While hematopoietic stem cell transplantation (HSCT) may offer a cure for patients with blood cancers, the chances of that are dashed if the patient develops graft-vs-host disease (GvHD). This happens in some 70% of cases.
GvHD is a major cause of morbidity and mortality in patients who undergo HSCT, and there are few effective treatment strategies. A new approach that uses decidua stromal cells (DSCs) from placentas of healthy mothers shows promise.
The finding comes from a pilot study of 38 patients who experienced severe acute GvHD after HSCT and showed an improvement in GvHD and survival when they received placenta-derived DSCs prepared with a modified protocol using human serum albumin as a suspension fluid.
The researchers, led by Olle Ringdén, MD, PhD, from the Karolinska Institute, Stockholm, Sweden, acknowledge that the results come from a small number of patients and require validation. But they add, "If confirmed in a larger prospective trial in future, this will be a breakthrough treatment of severe acute GvHD."
"If an effective therapy for severe acute GvHD is indeed found and validated, it will increase the usefulness of HSCT, with a possible broadening of indications," they comment.

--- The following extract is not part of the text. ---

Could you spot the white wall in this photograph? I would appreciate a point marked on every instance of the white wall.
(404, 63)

The report was published March 13 in Stem Cells Translational Medicine. Editor-in-chief of the journal, Anthony Atala, MD, who is director of Wake Forest Institute for Regenerative Medicine, Winston-Salem, North Carolina, said, "These results are certainly promising…and are especially exciting because there has been no effective therapy for severe acute graft-versus-host disease."

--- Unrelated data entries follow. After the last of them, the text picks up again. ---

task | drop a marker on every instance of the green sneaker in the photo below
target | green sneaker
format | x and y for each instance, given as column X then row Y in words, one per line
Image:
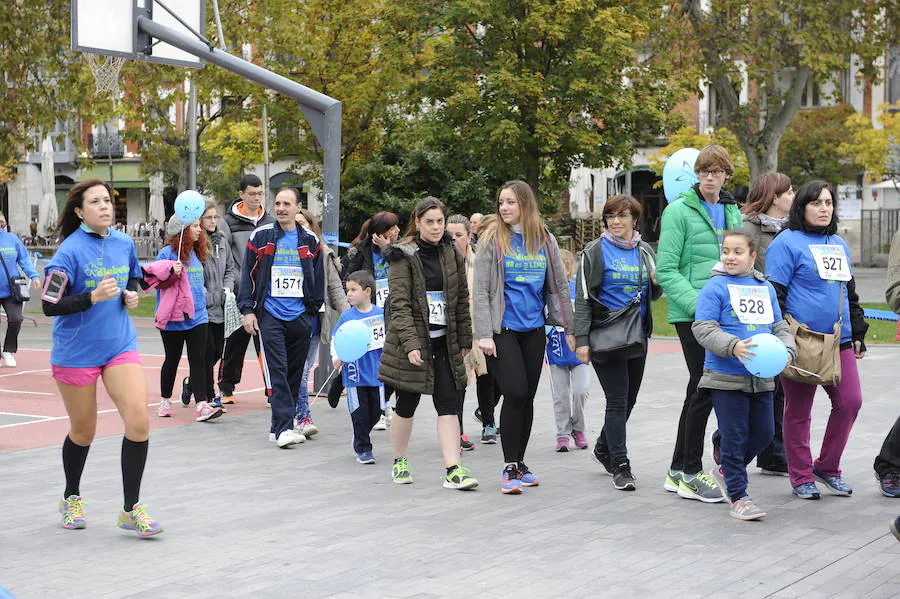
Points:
column 673, row 477
column 459, row 478
column 400, row 473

The Journey to Find a Cure for Severe Acute GvHD
Ringdén and his colleagues have been on a decade-long journey to find novel ways of treating GvHD, which occurs when the donor's immune cells attack patient's normal cells. It is typically treated with steroids, but many patients have steroid resistance.

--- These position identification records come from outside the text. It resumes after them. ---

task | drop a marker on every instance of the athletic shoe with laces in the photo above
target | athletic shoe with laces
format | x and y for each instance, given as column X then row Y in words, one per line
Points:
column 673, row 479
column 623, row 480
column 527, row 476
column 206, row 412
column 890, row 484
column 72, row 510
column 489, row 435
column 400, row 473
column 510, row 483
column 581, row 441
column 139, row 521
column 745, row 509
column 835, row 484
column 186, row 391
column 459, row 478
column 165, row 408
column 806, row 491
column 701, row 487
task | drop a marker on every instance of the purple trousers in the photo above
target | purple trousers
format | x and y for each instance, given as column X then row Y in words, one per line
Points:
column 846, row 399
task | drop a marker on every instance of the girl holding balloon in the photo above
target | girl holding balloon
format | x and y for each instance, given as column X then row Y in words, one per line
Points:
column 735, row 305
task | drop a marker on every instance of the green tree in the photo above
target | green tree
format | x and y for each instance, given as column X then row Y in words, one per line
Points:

The team first explored the use of bone marrow–derived mesenchymal stromal cells as a treatment for GvHD, but long-term overall survival with these cells was no better than that in controls. Looking for alternate sources of stromal cells and knowing that the placenta protected the growing fetus from the mother's immune system, Ringdén and his colleagues settled on placenta-derived stromal cells.
Since 2011, Ringdén and his colleagues have been using DSCs to treat severe acute GvHD after HSCT. This report was a retrospective analysis of the safety and efficacy of DSCs in this setting. The team analyzed results from 38 consecutive patients who received DSCs for treating grade 2/3 GvHD.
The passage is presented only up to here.